Is the gradual wealth transfer creating ‘Gen PC’?
The ‘great wealth transfer’ has rightly had many column inches devoted to it, given the sums involved. According to Henley & Partners’ Centi-Millionaire Report 2023, there are now 30,770 individuals with more than US $100 million in assets apiece, with this cohort skewed heavily towards older generations. These centi-millionaires and billionaires are expected to account for about half of the $18.3 trillion Wealth-X expects to pass from one generation to the next by 2030.
While this story of mass inheritance is certainly important, we are dealing with a drip-drip-drip, rather than a tsunami. The rapid expansion in life expectancy and longer working lives – not to mention unprecedented levels of individual wealth – means patriarchs and matriarchs are now staying in control of family office and business affairs well into their sixth and seventh decades.
This means their millennial and Gen Z children (born between 1981-1996 and 1997-2012, respectively) have been slower taking full charge. Yet Citi Private Bank’s Global Family Office Survey Insights 2023 found that preparing the next generation to be responsible wealth owners was a top concern for 60 per cent of family offices, ranked as more important than macro considerations like inflation and US-China tensions. The Next Gen has therefore played an important, if only supporting, role in family governance and investment matters for many years.
One of the ways this has manifested itself is via the rise in co-investment deals. Survey data shows that family offices plan to allocate more to co-investment opportunities across private credit, growth and venture in the coming years. Furthermore, the Citi Private Bank survey found that family offices relied mostly on internal teams (51 per cent), other families (49 per cent) and networking or investment clubs (36 per cent) for deal flow. This was followed by external advisers and banks at just 24 and 21 per cent, respectively. Involvement in co-investment deals is a good way for the Next Gen to get exposure to the benefits and risks of private markets, while enjoying the support provided by partner investors.

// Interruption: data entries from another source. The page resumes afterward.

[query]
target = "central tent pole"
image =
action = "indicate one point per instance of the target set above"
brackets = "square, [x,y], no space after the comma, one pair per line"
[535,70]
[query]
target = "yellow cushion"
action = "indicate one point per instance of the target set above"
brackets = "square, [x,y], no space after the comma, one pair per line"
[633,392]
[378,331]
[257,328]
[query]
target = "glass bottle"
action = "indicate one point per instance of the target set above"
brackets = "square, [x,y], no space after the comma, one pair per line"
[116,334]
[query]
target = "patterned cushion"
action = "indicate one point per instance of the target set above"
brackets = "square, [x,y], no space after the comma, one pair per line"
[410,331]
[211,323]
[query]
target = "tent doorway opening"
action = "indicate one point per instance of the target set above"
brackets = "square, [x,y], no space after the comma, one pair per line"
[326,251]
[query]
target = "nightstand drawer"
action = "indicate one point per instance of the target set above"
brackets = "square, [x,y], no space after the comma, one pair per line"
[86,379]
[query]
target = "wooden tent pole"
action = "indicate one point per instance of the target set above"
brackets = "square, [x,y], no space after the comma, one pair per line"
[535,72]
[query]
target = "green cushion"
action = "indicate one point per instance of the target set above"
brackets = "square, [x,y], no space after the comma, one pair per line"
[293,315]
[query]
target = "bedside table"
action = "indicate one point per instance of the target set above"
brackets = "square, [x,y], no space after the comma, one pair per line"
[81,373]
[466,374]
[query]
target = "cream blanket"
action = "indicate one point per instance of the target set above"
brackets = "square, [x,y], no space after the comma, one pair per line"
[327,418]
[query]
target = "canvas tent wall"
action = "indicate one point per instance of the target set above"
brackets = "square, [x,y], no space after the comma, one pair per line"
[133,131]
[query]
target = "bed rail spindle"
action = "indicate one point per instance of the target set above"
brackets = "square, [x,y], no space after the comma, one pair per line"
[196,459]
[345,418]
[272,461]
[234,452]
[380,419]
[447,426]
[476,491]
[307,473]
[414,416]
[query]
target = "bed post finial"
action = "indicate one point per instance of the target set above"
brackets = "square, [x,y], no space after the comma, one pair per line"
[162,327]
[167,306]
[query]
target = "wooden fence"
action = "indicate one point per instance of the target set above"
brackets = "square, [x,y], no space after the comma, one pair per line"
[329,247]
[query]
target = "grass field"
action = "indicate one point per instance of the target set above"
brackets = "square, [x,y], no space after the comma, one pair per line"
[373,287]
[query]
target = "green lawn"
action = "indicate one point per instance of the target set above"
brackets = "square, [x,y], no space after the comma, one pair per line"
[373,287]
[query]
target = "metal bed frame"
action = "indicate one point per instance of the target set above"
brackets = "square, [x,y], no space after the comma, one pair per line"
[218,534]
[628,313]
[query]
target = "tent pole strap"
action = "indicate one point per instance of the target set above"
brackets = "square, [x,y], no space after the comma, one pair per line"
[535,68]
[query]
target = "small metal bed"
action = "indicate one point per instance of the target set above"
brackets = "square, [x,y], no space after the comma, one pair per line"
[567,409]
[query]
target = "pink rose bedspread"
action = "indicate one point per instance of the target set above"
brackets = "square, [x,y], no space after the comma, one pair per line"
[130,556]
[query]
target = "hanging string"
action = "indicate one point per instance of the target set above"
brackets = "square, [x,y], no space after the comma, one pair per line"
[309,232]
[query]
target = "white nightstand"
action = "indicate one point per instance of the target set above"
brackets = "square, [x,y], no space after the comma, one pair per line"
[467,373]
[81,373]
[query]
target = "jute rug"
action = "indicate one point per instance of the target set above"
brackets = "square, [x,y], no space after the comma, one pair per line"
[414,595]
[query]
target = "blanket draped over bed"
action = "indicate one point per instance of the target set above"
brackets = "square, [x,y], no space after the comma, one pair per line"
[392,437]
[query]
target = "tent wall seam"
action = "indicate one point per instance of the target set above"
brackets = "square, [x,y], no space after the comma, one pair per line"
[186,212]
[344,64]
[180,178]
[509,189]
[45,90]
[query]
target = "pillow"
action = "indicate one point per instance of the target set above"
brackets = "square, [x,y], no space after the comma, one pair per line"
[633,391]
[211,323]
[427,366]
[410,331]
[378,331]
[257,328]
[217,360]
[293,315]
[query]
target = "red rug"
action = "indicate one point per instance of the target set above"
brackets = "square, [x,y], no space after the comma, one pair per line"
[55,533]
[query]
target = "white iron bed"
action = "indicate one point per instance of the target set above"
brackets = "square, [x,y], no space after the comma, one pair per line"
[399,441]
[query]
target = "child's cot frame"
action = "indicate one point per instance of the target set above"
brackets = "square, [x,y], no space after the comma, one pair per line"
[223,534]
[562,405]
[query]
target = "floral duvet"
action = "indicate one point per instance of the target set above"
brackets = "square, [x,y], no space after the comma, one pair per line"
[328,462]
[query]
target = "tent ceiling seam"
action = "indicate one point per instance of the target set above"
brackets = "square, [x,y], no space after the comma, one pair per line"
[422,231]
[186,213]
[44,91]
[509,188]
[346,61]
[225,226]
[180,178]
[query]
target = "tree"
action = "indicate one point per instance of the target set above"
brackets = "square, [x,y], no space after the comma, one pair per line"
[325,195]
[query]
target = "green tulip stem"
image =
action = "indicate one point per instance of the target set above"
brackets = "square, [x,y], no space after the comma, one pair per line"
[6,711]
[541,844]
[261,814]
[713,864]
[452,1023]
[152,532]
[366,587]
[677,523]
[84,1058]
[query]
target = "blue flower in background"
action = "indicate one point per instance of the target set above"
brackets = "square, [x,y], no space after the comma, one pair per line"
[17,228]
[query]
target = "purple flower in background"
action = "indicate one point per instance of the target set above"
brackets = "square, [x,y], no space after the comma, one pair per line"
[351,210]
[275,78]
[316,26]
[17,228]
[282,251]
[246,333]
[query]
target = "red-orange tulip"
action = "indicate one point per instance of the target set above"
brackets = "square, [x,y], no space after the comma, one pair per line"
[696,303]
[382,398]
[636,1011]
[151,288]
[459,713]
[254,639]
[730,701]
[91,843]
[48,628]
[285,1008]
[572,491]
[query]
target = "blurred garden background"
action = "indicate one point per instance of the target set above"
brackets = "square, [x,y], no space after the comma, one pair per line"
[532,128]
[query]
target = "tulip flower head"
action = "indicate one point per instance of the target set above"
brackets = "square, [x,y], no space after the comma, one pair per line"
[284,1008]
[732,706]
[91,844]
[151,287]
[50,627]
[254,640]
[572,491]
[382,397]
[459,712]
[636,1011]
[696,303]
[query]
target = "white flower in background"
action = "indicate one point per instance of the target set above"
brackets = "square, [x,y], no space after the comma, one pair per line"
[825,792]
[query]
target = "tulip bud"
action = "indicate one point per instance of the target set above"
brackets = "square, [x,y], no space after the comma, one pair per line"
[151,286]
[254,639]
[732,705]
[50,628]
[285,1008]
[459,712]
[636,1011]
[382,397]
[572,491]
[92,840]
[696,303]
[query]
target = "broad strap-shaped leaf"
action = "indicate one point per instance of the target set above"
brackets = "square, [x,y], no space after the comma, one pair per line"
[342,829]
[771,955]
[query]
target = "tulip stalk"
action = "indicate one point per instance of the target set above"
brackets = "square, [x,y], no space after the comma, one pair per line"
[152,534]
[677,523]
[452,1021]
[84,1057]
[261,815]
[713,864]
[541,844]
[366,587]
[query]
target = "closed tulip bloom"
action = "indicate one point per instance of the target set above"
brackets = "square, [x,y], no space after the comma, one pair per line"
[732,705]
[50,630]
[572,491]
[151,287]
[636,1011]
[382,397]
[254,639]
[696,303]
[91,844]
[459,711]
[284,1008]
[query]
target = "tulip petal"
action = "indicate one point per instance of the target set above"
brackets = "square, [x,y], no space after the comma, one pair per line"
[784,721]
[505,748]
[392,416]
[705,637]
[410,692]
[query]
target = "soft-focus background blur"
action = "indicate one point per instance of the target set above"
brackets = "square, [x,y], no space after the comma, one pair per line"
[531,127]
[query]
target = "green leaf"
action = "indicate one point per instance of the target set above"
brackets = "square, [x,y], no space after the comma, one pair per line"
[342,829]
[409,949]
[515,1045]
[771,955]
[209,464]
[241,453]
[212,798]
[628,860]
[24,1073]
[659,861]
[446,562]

At a broader level, Citi found that net sentiment was particularly positive for global developed investment grade fixed income (+34 per cent), private credit (+30 per cent), cash (+27 per cent) and direct private equity (+23 per cent). But it is also worth noting that some families pared back their direct private equity dealmaking between 2021 and 2023, with the UBS Global Family Office Report finding the average allocation fell from 13 per cent to six per cent. This was partly offset by a rise in private equity (PE) fund/fund of funds investing as family offices looked to position themselves more defensively. However, this should be viewed as a blip rather than a change in direction: 41 per cent still told UBS they planned to increase direct deal allocations over five years.
Millennials and Gen Z scions are probably best known for their interest in ethical and sustainable investment strategies. Numbers from UBS show families are switching to a more ‘intentional’ sustainability approach that goes beyond simply excluding ‘non-ESG’ investments. Families surveyed said their exclusion-based strategies would drop from 37 per cent to 24 per cent in five years, with more intentional impact investing set to rise. Sustainable and impact investing strategies find a natural home in the private markets, where investors tend to have more control, as well as more opportunity to scrutinise and question investees.
Younger people are also more likely to believe that private market alternatives will provide outsize returns. When the Bank of America spoke to those with more than $3 million in investible assets, 75 per cent of Gen Zs and millennials (aged 21 to 42 at time of survey) said it is not possible to achieve above-average returns by relying on traditional stocks and bonds. They therefore had only 25 per cent of their holdings allocated to public stock markets, compared with 55 per cent for those aged 43 and over. In response, platforms like Moonfare and iCapital have entered the market, making private equity deal making – particularly across venture, debt, and buyout – more accessible for smaller family offices.
So, what changes will ‘Gen PC’ herald in when they do take the reins? Their enhanced focus on sustainability, private credit and private markets will increase demand for technology that allows them to monitor their holdings in real-time, given the instant access these digital natives are accustomed to. The demand for better portfolio monitoring technology forms part of a trend towards professionalisation in the family office space, with 40 per cent of the largest single-family offices now making decisions via a formal governance process.
This generational transition is also occurring within an uncertain macroeconomic context, where challenges such as inflation, heightened geopolitical tensions, and a volatile market are mounting. These considerations will inevitably influence how the next generation navigates their burgeoning roles. The agility, technological savvy, and ethical compass of these new wealth holders will be critical in steering their family fortunes through the unpredictability ahead.
Ilias Georgopoulos is the Global Head of Private and Institutional Asset Owners at IQ-EQ.